Author: Jaja Agpalo

  • Six FaZe Clan Stars Walk Away Over Alleged Ownership Power Grab by GameSquare

    Six FaZe Clan Stars Walk Away Over Alleged Ownership Power Grab by GameSquare

    FaZe Clan imploded on Christmas Day in a coordinated, icy exodus that left the gaming world reeling. Six high-profile creators simultaneously posted identical two-word messages on X—’Left @FaZeClan’—removing themselves from the organisation in what appeared to be a choreographed departure.

    The timing, precision and scale of the walkout stunned fans and sparked frenzied speculation online. But streamer Adin Ross claims he knows the real reason: GameSquare, the corporate owner that acquired FaZe in 2023, allegedly demanded current members retroactively surrender 20% ownership stakes after letting them build their personal brands for 18 months without that condition.

    It’s a story of broken promises, leveraged power and creators finally drawing a line in the sand.

    FaZe Clan Exodus: The 20% Ownership Ambush

    GameSquare Holdings acquired FaZe Clan in an all-stock deal in 2023, immediately sparking questions about whether the company understood the delicate balance required to maintain a creator-driven organisation.

    Founder Richard ‘FaZe Banks’ Bengston attempted to steady the ship by buying back 25% of FaZe Media (a separate subsidiary) for $9.5 million in June 2024, injecting some founder control back into the brand. Yet this reprieve lasted mere months.

    In March 2025, Bengston divested his stake in FaZe Esports entirely, returning full ownership to GameSquare. By July 2025, Bengston stepped down as CEO. GameSquare was now sole owner, and the founders had been pushed completely out.

    What followed, according to Adin Ross’s December livestream revelation, was corporate overreach of stunning audacity. ‘They never signed that 20% initially. They [GameSquare] come after them a year and a half later and then ask for the 20%,’ Ross explained.
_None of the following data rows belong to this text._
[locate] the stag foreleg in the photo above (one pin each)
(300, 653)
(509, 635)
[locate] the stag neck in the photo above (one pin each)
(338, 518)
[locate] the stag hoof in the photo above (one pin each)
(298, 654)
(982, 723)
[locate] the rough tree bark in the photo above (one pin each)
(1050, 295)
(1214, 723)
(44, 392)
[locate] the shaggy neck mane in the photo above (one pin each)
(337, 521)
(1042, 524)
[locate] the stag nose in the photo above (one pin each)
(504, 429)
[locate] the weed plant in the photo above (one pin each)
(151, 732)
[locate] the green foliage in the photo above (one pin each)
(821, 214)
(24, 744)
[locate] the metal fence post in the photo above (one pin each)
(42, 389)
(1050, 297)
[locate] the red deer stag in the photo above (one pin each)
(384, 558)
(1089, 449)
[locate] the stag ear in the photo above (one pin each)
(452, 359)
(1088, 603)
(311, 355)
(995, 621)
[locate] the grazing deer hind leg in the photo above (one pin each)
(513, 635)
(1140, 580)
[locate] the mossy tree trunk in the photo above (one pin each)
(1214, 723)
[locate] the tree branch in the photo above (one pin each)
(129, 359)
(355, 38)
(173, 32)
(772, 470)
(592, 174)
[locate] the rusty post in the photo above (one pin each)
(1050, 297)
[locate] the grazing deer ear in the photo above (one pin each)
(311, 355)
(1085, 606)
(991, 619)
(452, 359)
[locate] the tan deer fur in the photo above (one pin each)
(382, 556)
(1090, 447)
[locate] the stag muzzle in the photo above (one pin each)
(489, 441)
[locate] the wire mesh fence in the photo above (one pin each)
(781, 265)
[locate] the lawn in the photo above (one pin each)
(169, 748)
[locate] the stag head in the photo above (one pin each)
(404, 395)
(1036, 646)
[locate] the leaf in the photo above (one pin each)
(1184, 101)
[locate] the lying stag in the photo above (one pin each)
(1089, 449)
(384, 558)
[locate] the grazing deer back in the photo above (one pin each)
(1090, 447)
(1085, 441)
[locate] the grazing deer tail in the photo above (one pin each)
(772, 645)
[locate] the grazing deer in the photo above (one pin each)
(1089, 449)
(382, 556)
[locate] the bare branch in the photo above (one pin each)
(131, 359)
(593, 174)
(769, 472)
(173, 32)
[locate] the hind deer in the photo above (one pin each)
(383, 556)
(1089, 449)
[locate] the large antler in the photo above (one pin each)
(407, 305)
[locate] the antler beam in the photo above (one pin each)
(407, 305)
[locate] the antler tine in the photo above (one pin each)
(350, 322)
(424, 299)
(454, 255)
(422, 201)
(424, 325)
    The implication is damning: GameSquare had allowed Silky, StableRonaldo, Lacy, Adapt, JasonTheWeen, and QTCinderella to build millions of followers, accumulate sponsorships and establish personal brands whilst part of FaZe’s ecosystem—only to then demand they surrenderwhat amounts to equity stakes once their market value had skyrocketed.

    ‘That’s in the wrong. ‘Cause if your intention was to sign these guys for 20% of FaZe, they probably would’ve all done it,’ Ross continued. ‘But now, you wait until they’re big, have millions of followers, so why would they sign the contract? You can’t put a deal in their f***ing faces at this point.’
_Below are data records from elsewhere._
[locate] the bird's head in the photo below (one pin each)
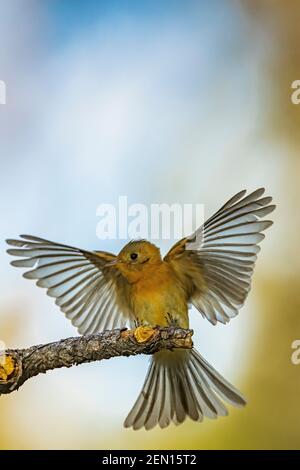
(135, 258)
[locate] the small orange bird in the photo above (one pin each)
(211, 270)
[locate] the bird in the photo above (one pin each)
(211, 270)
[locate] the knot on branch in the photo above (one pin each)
(19, 365)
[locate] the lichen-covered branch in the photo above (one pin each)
(19, 365)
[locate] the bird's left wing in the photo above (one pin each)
(84, 289)
(216, 263)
    The assessment cuts to the heart of the betrayal. These weren’t unknown talents being courted by an organisation. These were established creators who’d made FaZe’s reputation and could walk. The power dynamic had shifted beneath corporate management’s feet.

    FaZe Clan Ownership: Banks Distances Himself, Questions Linger

    On Christmas evening, FaZe Banks rushed to X with a defensive statement: ‘I have nothing to do with what’s going at FaZe Clan right now. I left 4 months ago and have moved on with my life. Unfortunate to see, wishing everyone involved the best. If there’s anything I can do to help, I’m here. Nobody loves FaZe more than me.’
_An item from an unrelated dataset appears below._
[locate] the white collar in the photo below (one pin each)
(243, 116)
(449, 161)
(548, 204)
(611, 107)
    The timing—appearing only hours after six creators fled—suggested either preemptive damage control or genuine disconnection from events he’d actually anticipated.

    The question of who truly owns FaZe Clan today is straightforward: GameSquare Holdings maintains 100% ownership following the March 2025 divestiture. What remains opaque is why management pursued such a transparently hostile tactic.

    The 20% demand, if real, wasn’t a business negotiation—it was an attempt to extract equity retroactively from creators who’d already proven their value. It betrayed the fundamental principle that FaZe had always claimed to champion: authentic creator partnerships.

    Adin Ross, who himself owns 20% of FaZe Clan following a separate investment, appears positioned as the organisation’s future champion. Yet his immediate willingness to defend departing creators suggests he’s acutely aware that GameSquare’s approach threatened to hollow out the very talent that makes FaZe relevant.

    For Silky, StableRonaldo, Adapt and the others, Christmas 2025 became the moment they collectively decided that independence was preferable to extractive partnerships with corporate owners who’d forgotten what made FaZe matter in the first place.